Keharusan setiap orang
Minangkabau bersuku – bernagari dan sukunya menurut suku ibu menunjukkan
berlakunya sistem matrilinial. Mengenai sistem matrilinial ini ada
orang yang mengatakan ia termasuk dalam Adat yang sebenar adat. Padahal
sistem matrilinial ini adalah sistem bikinan manusia. Ia pernah tidak
ada, kemudian ada dan telah menerima pula sistem patrilinial dari agama
Islam, misalnya mengenai pembagian warisan.

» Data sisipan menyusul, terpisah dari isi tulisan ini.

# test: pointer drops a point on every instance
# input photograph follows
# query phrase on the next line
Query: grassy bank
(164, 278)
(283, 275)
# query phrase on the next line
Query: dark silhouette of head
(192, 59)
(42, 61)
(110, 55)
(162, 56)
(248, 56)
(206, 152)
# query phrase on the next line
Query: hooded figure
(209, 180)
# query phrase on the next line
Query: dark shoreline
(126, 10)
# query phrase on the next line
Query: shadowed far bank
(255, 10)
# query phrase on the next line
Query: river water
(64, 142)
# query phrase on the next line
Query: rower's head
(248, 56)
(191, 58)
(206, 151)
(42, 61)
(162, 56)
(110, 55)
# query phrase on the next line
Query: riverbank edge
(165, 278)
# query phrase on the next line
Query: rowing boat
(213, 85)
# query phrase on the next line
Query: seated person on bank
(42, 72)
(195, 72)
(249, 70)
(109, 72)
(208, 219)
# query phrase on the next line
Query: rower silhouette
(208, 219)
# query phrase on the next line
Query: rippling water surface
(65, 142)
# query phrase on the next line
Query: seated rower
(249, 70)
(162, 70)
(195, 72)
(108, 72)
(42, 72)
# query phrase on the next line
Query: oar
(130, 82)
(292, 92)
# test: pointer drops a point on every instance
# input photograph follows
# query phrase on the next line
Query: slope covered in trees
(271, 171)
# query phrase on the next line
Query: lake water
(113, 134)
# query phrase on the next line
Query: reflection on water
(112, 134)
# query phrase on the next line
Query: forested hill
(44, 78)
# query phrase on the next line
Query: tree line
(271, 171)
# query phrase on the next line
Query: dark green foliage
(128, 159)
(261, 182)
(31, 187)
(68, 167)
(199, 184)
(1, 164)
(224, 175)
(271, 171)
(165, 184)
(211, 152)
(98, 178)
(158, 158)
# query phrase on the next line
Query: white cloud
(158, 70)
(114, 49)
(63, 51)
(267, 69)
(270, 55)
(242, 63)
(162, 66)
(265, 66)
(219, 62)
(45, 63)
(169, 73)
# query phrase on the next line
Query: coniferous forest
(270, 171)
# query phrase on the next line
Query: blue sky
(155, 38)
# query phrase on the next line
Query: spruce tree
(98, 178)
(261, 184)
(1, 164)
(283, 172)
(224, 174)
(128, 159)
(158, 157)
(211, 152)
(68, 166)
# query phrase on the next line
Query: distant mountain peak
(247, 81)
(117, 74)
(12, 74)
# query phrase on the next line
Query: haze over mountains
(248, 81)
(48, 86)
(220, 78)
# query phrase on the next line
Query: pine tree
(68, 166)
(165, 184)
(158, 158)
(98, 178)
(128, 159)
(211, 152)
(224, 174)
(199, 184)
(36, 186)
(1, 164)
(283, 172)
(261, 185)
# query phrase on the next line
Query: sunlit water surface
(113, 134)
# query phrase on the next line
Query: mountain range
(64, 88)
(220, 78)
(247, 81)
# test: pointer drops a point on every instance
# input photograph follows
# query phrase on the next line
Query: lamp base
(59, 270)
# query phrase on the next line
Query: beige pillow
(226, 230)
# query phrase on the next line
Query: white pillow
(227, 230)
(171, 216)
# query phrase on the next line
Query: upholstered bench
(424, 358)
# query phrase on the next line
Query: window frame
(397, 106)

Kenyataan lain sistem
matrilinial itu terus digerogoti misalnya dengan di belakang nama
seseorang tidak dicantumkan nama ibunya, melainkan nama bapaknya.
Juga di dalam Adat yang
diadatkan diatur hubungan manusia dengan manusia. Misalnya soal
pewarisan, etik, moral dan nilai-nilai. Panggilan Datuk bagi pria
Silungkang yang lebih tua merupakan etika dan nilai sendiri. Di nagari
lain menurut Adat yang diadatkan mereka mengenai panggilan pria yang
lebih tua ada dengan “Uda”, “Ociek”, “Akak”, dan sebagainya.
Juga di dalam Adat yang
diadatkan terdapat Undang-undang Luhak dan Rantau. Luhak Bapanghulu,
Rantau Barajo. Juga ada Undang-undang Nan 20 : Nan 8 mengenai jenis
kejahatan (tikam-bunuh, upas racun, samun-sakar, siar-bakar,
maling-curi, daga-dagi, kicuh-kicung, sumbang-salah). Sedang Nan 12
terbagi dua : yang 6 berisi alasan untuk dapat menangkap dan menghukum
seseorang (tertumbang-terciak, tertanda-terbukti, tercengang- teregas,
terikat-terkebat, terlantar-terkejar, terhambat-terpukul). 6 yang lain
dinamakan Cemo (cemar). Sehingga ada alasan untuk memeriksa atau
menangkapnya, yaitu bersurih bagai sipasin; berjejak bagai bakiak;
enggang lewat atal jatuh; kecendurangan mata orang banyak; menjual
murah; berjalan tergesa-gesa dibawa pikat dibawa lalat.
d. ADAT ISTIADAT
Adat istiadat ialah
kebiasaan yang berlaku ditengah masyarakat umum. Ia besar karena diambak
dan ia tinggi karena dianjung. Yang termasuk dalam Adat istiadat ini
ialah hal-hal yang bersifat seremoni, misalnya mengenai upacara
perkawinan. Juga termasuk dalam Adat istiadat tingkah laku dalam
pergaulan yang bila dilakukan akan dianggap baik.
Mawardi Yunus Dt. Rajo Mangkuto2)
mengatakan untuk dapat dilestarikan Adat Minang itu, pertama-tama harus
jelas perbedaan mana yang dikatakan “Adat yang sabana adat, adat yang
teradat, Adat istiadat dan Adat yang diadatkan. Kalau tidak sanggup
membedakannya, akan mendatangkan kesalahan pandang terhadap nilai-nilai
Adat Minangkabau itu sendiri. Di samping itu perlu ditambah dengan
sejarah pertumbuhan keluarga kaum serta proses terjadinya nagari
masing-masing. Tanpa pengetahuan adat dan mengetahui sejarah kaum dan
nagari, sulit bagi seorang Ninik – Mamak untuk berperan di dalam kaum
dan sukunya serta di nagari pada umumnya. Bahkan sukar bagi Ninik –
Mamak untuk berperan dalam melestarikan nilai-nilai adat tersebut”.
Sumber : Buku Silungkang dan Adat Istiadat oleh Hasan St. Maharajo
Catatan kaki :
- AA. Navis : “Alam terkembang jadi guru”, hlm 88 – 89.
- Mawardi Yunus Dt. Rajo Mangkuto : “Peranan Ninik – Mamak dan era pembangunan” (Makalah dalam Seminar Adat Minangkabau di Jakarta November 1984).